Wetlands such as peatlands and marshes, as well as coastal and marine areas like estuaries, lagoons, mangroves and coral reefs, are essential to regulating the global climate along with forests and oceans.

Peatlands, which cover only 3% of the planet’s land surface, store 30% of land-based carbon.

This is twice as much as all the world’s forests combined, according to the Ramsar Convention’s Global Wetland Outlook report.

Coastal and marine wetlands, including salt marshes, mangroves and seagrass beds, are similarly critical carbon storage grounds.

But wetlands are being lost three times faster than forests.

About 35% of the world’s wetlands disappeared between 1970 and 2015 due to changes in land use, urban growth, infrastructure development, increased agriculture and water diversion from wetlands.

“We are not powerless to tackle climate change in the little time we have,” said convention secretary-general Martha Rojas Urrego.

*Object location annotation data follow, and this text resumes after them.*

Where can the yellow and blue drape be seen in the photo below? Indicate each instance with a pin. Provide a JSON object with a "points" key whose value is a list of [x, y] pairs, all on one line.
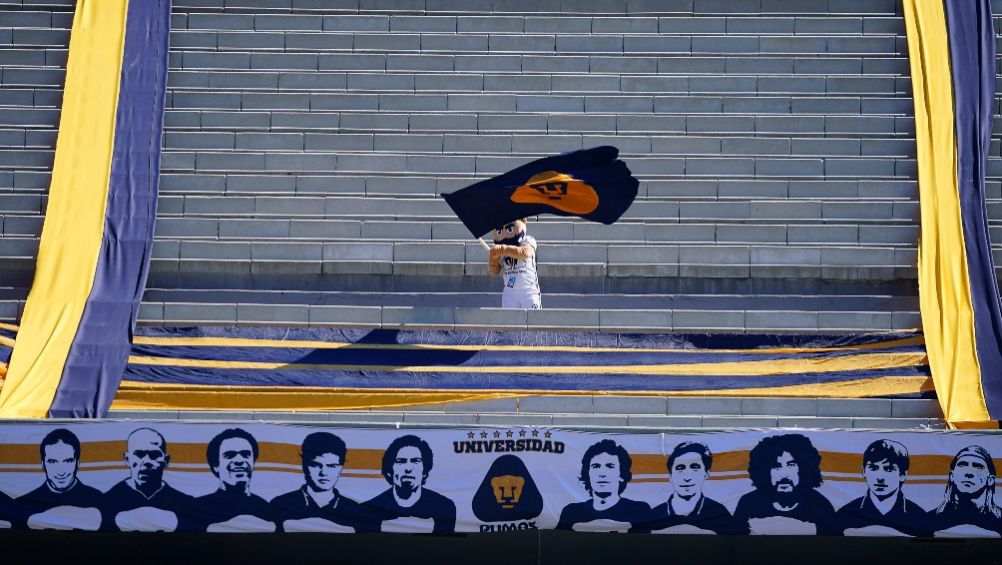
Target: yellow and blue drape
{"points": [[952, 54], [75, 334]]}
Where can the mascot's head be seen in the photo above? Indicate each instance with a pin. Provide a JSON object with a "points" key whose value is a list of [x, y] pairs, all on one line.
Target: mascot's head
{"points": [[510, 233]]}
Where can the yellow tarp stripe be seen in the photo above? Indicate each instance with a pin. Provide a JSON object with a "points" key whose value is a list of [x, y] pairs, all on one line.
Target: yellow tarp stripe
{"points": [[74, 216], [944, 287], [319, 345], [736, 369], [149, 396]]}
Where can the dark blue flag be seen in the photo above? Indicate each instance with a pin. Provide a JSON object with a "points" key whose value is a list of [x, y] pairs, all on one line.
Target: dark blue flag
{"points": [[590, 183]]}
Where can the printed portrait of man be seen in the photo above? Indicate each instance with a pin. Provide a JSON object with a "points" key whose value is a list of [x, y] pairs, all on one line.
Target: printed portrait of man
{"points": [[62, 502], [688, 510], [605, 472], [143, 501], [407, 506], [318, 506], [968, 507], [883, 510], [785, 472], [231, 456]]}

“The solutions are staring us in the face and wetlands are among them.

‘‘But the world has to fully grasp wetlands’ relationship to climate change. We must start by ending the destruction and degradation of wetlands and restoring lost ones.”

According to the convention, wetland loss turns a natural carbon sink into a source of emissions that adds to global warming.

Annual emissions of carbon dioxide, the most significant greenhouse gas, grew by about 80% between 1970 and 2004.

Currently, CO² emissions from drained or burned peatlands amount to 10% of all annual fossil fuel emissions.

Wetlands are not only critical to carbon storage, but also instrumental in mitigating, adapting to and building resilience to the impact of natural disasters.

Coastal wetlands, including mangroves and coral reefs, absorb the shock and reduce the impact of storm surges and tsunamis on coastal communities.Inland wetlands are a natural sponge, absorbing rain, reducing flooding and delaying the onset of drought by storing excess water.

Denmark, Finland, Iceland, Norway and Sweden’s intensive restoration of the Nordic-Baltic peatlands is part of their efforts to regulate climate change. The draining of 45% of these peatlands is responsible for almost 25% of the region’s annual CO² emissions.

In Asia, the storm protection benefits of mangroves in southern Thailand have been valued at $10821 (R146550) a hectare.